Overview: Data against corruption networks
Core data for setting an anti-corruption data infrastructure
Acknowledging the way corruption works, we have identified datasets relating to each of the core elements of a corruption network: a group of individuals and organizations, organized through a series of agreements and schemes – in some cases violating laws and government procedures– to extract certain rent from the public or obtain an undue benefit for a private gain (see table 4).
These datasets form a basic core that countries should strive to make available and interoperable. The approach is of course a general one as what data is available, and in what format, will vary from country to country, and case to case. Nor is this list definitive: there are many other datasets that can be relevant to specific anti-corruption efforts. However, together these datasets form the basis of a solid anti-corruption data infrastructure.
These datasets take many different forms. Data may be drawn from public registers created to serve broad public functions, or developed with specific transparency and anti-corruption goals in mind. It may be transactional data generated during the daily operations of government, and released in as close to real-time as possible. Or it may be drawn from public disclosures mandated by law or policy.
Governments manage many different registers: from company registers, and land ownership registers, to lists of registered lobbyists, or lists of public servants.
The UK Government Digital Service (GDS) describe a register as “...an authoritative list of information you can trust”. This is an ideal. Every effort should be made to ensure government registers are authoritative. GDS have developed principles for public registers, and an open source software stack that provides open APIs for access to ‘living registers’.
However, sometimes government registers are not kept up to date, or they are maintained in non-interoperable and error-prone ways. This can lead to third-parties maintaining their own open data registers based on aggregating together and checking on the quality of government provided data.
Every day hundreds of land deals take place; thousands of government tenders are issued, and contracts signed; and millions of payments may be made to and from government.
Hidden within these transactions may be red-flags for corruption, or information that, when linked with information from a register, could show illicit benefits received by a government official.
Transaction data can be made available in real-time through APIs, or provided periodically in bulk downloads. Timeliness and disaggregation can be an important factor in the use of transactional data, but care must also be taken to respect privacy.

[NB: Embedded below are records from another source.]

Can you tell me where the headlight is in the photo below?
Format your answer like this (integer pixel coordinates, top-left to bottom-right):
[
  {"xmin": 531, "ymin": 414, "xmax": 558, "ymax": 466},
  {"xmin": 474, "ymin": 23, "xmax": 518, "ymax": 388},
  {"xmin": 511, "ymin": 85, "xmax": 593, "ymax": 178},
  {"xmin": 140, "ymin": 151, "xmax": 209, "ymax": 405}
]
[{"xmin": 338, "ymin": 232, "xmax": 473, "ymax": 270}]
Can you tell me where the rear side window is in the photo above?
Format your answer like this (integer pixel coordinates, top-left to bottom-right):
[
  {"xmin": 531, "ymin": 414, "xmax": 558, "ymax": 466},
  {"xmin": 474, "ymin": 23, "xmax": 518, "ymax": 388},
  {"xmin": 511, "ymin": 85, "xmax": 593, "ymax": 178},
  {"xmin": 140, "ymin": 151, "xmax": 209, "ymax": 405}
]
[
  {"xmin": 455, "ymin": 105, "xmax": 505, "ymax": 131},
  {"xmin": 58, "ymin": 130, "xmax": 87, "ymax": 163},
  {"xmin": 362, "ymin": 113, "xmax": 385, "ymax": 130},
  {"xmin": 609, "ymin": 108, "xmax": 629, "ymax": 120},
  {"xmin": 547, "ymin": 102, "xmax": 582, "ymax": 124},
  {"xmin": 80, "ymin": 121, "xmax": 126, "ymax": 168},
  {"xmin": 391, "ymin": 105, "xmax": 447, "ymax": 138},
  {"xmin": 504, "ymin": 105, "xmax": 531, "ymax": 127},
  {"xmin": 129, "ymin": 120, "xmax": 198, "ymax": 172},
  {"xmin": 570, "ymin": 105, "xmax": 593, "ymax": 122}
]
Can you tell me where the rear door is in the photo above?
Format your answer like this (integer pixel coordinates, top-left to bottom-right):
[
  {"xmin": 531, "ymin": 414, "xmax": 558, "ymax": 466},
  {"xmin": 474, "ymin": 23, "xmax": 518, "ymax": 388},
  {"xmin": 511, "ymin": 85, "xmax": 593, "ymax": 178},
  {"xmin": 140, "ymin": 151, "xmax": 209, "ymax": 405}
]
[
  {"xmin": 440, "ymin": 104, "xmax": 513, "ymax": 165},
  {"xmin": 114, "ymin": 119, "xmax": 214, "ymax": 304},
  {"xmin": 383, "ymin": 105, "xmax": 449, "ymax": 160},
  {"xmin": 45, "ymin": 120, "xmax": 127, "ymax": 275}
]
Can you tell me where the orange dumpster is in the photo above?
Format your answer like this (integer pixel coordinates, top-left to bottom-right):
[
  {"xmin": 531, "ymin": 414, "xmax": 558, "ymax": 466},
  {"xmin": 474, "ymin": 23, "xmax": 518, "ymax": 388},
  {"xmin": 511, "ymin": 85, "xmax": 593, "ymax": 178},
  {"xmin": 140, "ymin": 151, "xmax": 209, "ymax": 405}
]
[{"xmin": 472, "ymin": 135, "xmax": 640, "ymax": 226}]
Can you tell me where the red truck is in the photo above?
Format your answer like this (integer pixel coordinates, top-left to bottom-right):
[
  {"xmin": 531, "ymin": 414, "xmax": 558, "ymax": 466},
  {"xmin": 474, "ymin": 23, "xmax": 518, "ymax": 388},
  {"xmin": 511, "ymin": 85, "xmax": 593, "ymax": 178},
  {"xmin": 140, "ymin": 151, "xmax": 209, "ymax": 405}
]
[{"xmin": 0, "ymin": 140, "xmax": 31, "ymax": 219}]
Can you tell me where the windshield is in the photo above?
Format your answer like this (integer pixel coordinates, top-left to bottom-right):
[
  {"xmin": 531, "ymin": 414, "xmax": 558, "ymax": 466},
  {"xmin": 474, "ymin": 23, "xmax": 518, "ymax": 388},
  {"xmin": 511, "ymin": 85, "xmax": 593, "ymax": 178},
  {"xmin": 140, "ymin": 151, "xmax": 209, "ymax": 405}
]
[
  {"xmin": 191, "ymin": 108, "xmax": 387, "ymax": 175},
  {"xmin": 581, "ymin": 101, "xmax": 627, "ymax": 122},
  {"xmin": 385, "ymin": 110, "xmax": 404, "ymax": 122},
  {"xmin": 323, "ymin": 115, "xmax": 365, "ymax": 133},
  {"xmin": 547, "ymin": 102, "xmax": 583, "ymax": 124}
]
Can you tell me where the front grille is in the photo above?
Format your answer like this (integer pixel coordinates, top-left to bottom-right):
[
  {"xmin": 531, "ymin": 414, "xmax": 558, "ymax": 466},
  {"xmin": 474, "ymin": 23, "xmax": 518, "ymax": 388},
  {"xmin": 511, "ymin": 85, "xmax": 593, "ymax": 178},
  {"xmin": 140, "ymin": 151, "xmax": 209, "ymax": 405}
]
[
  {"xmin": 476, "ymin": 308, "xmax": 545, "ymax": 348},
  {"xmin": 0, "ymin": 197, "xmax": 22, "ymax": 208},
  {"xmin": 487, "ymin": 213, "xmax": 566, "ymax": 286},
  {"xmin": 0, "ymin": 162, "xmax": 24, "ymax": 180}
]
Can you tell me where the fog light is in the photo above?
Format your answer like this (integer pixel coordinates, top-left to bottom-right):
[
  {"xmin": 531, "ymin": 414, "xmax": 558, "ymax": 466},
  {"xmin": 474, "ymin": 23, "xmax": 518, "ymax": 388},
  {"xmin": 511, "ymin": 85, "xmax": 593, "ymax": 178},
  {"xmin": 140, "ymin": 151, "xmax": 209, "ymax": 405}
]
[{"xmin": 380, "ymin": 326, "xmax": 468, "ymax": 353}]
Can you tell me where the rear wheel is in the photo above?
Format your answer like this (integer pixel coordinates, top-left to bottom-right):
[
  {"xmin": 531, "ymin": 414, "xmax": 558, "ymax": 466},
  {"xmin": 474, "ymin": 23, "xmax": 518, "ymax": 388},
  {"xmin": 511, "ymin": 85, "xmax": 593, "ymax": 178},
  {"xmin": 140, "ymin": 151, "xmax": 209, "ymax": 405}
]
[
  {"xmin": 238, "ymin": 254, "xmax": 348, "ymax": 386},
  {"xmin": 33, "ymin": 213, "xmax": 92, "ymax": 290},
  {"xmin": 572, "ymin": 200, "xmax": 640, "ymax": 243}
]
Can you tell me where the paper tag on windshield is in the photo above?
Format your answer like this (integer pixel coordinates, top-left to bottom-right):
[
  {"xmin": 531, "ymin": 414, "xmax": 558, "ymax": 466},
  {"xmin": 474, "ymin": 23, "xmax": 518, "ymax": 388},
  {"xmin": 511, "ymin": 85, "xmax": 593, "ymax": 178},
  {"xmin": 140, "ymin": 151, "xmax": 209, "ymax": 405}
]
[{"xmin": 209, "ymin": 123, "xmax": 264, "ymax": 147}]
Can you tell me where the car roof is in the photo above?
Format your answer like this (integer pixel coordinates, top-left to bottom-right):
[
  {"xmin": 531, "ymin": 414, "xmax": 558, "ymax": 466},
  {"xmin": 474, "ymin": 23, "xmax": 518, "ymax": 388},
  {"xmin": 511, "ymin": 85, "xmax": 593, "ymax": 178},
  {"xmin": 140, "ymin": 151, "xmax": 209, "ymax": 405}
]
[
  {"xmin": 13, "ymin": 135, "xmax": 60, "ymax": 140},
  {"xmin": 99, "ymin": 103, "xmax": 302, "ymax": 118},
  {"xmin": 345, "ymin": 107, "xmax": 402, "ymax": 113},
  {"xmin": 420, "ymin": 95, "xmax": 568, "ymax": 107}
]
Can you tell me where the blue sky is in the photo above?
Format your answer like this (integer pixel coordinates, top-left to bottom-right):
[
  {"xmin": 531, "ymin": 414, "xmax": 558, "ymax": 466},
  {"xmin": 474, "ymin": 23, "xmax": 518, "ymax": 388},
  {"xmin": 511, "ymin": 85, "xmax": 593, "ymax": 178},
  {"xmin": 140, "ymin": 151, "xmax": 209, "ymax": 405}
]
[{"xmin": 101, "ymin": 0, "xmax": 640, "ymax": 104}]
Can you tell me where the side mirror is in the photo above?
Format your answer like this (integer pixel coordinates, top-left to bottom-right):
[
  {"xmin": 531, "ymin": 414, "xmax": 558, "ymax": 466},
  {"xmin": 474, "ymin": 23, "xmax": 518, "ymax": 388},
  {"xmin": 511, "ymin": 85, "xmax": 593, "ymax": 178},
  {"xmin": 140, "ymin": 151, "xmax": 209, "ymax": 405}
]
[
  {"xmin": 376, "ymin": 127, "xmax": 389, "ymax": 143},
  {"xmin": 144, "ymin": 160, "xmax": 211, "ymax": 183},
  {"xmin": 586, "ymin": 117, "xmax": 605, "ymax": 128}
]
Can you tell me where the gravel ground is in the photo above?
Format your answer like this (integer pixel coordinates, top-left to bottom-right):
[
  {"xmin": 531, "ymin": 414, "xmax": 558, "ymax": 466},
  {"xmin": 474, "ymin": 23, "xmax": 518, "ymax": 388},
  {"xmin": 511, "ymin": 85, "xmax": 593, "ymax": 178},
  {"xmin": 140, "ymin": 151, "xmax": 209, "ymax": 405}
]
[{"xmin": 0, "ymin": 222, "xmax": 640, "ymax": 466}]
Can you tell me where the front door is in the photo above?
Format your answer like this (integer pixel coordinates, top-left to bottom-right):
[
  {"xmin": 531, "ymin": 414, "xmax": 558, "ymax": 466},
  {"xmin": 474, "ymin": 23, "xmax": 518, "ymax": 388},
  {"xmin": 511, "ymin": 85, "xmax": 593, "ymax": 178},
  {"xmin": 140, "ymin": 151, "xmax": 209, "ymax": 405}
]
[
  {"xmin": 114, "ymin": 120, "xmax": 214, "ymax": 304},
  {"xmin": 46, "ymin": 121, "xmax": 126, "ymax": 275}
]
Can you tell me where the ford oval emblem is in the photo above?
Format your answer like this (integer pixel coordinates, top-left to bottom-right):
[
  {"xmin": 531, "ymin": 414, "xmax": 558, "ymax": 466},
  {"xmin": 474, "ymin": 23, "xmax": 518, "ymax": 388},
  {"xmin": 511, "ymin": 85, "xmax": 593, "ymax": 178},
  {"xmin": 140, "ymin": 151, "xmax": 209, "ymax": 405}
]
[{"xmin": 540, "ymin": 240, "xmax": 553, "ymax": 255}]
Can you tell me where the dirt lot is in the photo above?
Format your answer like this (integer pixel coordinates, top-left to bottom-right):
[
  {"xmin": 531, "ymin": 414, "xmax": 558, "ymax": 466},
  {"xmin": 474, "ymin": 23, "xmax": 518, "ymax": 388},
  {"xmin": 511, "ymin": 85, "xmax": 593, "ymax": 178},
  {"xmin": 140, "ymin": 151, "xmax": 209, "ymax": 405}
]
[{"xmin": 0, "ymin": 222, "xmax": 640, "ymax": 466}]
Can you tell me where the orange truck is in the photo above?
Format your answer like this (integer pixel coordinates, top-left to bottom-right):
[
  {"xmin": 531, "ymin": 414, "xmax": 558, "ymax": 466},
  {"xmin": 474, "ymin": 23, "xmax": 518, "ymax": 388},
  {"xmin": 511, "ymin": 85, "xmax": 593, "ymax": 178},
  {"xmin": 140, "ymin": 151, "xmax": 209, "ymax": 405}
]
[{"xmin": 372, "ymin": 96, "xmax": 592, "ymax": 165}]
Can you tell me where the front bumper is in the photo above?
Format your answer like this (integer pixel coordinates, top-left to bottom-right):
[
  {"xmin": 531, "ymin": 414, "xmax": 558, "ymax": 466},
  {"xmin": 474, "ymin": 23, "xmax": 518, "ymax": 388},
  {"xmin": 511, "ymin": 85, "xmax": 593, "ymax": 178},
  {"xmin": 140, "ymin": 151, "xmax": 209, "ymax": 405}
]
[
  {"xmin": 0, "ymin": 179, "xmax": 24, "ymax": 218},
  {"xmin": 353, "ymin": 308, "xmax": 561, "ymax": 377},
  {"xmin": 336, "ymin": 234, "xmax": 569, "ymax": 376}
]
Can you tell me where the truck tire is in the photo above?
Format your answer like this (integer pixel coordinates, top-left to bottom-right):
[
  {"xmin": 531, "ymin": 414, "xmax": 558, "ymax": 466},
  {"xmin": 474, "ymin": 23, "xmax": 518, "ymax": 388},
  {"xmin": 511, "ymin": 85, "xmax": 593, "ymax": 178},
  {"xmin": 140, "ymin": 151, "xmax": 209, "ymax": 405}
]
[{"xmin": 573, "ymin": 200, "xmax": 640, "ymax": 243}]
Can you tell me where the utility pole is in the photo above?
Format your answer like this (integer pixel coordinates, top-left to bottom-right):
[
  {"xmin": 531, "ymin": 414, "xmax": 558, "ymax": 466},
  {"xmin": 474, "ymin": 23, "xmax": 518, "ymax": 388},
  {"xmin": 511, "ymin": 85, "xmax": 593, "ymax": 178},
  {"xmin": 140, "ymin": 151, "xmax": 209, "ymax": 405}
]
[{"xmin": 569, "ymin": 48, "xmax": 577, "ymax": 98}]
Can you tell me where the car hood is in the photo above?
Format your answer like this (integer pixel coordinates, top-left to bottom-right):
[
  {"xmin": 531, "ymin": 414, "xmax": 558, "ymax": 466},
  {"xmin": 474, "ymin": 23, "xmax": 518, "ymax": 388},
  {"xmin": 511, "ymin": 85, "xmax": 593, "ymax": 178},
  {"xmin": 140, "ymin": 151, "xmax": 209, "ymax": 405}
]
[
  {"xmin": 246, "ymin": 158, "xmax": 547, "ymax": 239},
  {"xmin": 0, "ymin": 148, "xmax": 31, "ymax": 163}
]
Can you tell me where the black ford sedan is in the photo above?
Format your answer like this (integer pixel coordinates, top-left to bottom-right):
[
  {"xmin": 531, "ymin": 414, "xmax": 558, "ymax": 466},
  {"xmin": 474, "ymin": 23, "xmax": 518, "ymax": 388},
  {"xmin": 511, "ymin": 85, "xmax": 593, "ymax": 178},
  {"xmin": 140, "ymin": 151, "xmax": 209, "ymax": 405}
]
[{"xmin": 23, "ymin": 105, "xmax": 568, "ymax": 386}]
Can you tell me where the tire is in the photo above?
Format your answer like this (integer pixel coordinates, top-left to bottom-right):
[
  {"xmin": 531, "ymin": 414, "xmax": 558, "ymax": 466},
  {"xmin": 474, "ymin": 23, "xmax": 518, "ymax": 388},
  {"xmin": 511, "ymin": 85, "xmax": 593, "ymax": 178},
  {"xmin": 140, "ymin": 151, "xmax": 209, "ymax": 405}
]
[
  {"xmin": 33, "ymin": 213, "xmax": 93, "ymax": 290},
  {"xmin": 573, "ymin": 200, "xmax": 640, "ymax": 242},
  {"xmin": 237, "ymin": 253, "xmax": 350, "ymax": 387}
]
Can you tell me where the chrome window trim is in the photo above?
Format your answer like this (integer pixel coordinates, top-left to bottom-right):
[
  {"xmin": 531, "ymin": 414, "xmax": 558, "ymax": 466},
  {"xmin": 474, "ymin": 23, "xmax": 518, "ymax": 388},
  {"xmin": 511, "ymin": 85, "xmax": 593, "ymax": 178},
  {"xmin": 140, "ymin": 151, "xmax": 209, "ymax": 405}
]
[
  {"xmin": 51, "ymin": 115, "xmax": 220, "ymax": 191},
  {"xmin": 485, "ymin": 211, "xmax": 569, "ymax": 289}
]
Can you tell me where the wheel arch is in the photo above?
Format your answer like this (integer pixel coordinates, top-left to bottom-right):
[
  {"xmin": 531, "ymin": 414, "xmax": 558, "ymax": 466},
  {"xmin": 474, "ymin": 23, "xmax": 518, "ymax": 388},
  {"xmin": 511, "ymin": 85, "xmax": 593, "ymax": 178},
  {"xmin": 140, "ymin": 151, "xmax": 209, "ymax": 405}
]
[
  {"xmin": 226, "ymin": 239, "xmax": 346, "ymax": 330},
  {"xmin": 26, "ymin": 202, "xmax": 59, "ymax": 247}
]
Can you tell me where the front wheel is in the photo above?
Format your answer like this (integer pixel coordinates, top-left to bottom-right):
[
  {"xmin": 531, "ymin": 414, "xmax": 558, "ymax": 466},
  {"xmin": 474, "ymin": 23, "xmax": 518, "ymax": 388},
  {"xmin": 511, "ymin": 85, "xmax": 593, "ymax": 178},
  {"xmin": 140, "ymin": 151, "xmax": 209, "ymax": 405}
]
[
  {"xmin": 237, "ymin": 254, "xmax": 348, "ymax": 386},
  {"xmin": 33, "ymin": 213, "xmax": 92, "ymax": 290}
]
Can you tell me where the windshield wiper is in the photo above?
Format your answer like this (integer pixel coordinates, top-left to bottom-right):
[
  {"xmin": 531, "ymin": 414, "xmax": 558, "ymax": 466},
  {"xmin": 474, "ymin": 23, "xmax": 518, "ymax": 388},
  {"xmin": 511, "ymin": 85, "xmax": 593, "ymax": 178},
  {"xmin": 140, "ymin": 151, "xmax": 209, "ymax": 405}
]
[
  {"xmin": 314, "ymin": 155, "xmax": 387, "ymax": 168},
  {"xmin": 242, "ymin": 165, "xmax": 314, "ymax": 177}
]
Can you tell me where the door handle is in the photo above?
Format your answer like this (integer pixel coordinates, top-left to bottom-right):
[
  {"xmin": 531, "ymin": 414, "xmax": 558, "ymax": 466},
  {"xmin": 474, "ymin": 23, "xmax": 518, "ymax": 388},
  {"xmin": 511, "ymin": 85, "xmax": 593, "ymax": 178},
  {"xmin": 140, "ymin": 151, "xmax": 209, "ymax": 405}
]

Transparency policies often create an obligation on public bodies, public figures or private entities to disclosure information. For example, disclosing a record of meetings between lobbyists and officials, or publicly posting voting records. Sometimes this information is recorded in registers, but often the obligation is worded so that bodies post their own disclosures on local notice boards, websites or in gazettes.
Frequently such disclosures are made in non-standard formats, in word processed documents, making it difficult to join up this information to other datasets. If standard formats were used, and data was more easily discoverable, the anti-corruption value of these disclosures could be increased.